PPG Industries (PPG -3%) missed Q1 revenue estimates and painted a concerning near-term picture, projecting Q2 adjusted EPS below consensus, leading to sustained selling pressure today. While PPG did announce a $2.5 bln repurchase program, it was ultimately overshadowed by weak points in the quarter.

PPG reiterated its FY24 adjusted earnings target of $8.34-8.59 and its FY24 organic sales growth estimate of low-single digits. However, the underwhelming Q2 earnings outlook combined with in-line results in Q1 places considerable pressure on a much more robust second half of the year. CEO Timothy Knavish noted several reasons the company remains confident in reaching its FY24 earnings goal despite a challenging demand backdrop. Nevertheless, investors are not sharing that confidence today, fearing that the soft Q2 guide has made PPG's FY24 guidance flimsy.

  • PPG's confidence in its FY24 outlook stems from several factors. For starters, PPG delivered its sixth straight quarter of yr/yr segment margin expansion, culminating in Q1 adjusted EPS of $1.86, a couple pennies above the midpoint of its $1.80-1.87 forecast. PPG's earnings performance was its second-best-ever, supported by moderating input costs and improving manufacturing activity, partly offset by lower sales volumes and higher wage costs.
  • PPG believes volumes will turn positive in Q2, given the trend in Q1. While Q1 volumes did slide by 3% yr/yr, it was due to one-time impacts, such as lapping a significant customer win and enduring fewer selling days in March. When adjusting for these items, PPG's volumes were flat yr/yr, sustaining accelerating momentum from the previous five quarters. PPG is also entering the peak buying period due to the seasonality of the paint industry.
  • Meanwhile, many of PPG's important markets are either performing well or improving. For example, in Q1, China (PPG's third largest country by sales) delivered double-digit organic sales growth yr/yr. Similarly, India also grew by double-digits. At the same time, in the U.S., PPG noticed ongoing demand improvements while the European market experienced stabilization.
  • Additionally, divesting its architectural coatings business in the U.S. and Canada would likely lift margins. For instance, when excluding architectural coatings, PPG's Performance Coatings segment would have enhanced margins by an average of 200-300 bps over the past several years. PPG announced a strategic review of this business in February and noted during its Q1 conference call that it would communicate a path forward regarding this business no later than Q3.

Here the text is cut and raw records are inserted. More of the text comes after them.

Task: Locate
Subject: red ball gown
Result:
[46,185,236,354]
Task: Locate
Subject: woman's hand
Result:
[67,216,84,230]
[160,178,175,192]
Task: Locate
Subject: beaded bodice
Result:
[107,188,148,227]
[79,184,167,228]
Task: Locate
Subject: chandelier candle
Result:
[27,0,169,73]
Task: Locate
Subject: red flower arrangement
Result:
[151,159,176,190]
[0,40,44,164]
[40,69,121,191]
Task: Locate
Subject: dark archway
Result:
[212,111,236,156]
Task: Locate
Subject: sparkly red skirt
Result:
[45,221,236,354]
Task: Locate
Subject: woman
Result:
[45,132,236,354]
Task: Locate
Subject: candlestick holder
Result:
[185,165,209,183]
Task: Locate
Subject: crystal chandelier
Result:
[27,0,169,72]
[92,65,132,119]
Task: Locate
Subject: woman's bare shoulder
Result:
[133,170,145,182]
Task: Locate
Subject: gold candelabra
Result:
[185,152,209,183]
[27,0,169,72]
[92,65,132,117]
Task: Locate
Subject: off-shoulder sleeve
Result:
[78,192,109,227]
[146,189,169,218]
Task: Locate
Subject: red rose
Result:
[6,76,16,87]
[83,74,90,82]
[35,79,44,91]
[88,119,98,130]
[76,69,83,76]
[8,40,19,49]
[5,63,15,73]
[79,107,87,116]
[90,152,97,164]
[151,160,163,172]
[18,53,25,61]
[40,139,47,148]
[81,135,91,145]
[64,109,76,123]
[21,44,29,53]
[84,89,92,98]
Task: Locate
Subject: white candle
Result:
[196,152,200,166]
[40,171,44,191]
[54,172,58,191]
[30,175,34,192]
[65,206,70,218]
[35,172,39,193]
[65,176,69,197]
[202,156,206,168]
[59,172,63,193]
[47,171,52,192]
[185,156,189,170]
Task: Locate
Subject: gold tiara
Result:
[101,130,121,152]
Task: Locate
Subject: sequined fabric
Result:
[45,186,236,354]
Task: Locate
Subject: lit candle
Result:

Overall, PPG did not deliver very reassuring Q1 results or Q2 guidance despite management's confidence that the front half of the year will merely be a speed bump on its way to achieving its previously outlined FY24 guidance. However, investors are wary that the year's second half will not be strong enough to push PPG through its FY24 goalposts, especially given relatively tepid global industrial production. Lastly, PPG's results are a somewhat alarming sign ahead of peers' quarterly reports, such as Sherwin-Williams (SHW), Axalta Coating Systems (AXTA), and RPM Inc (RPM).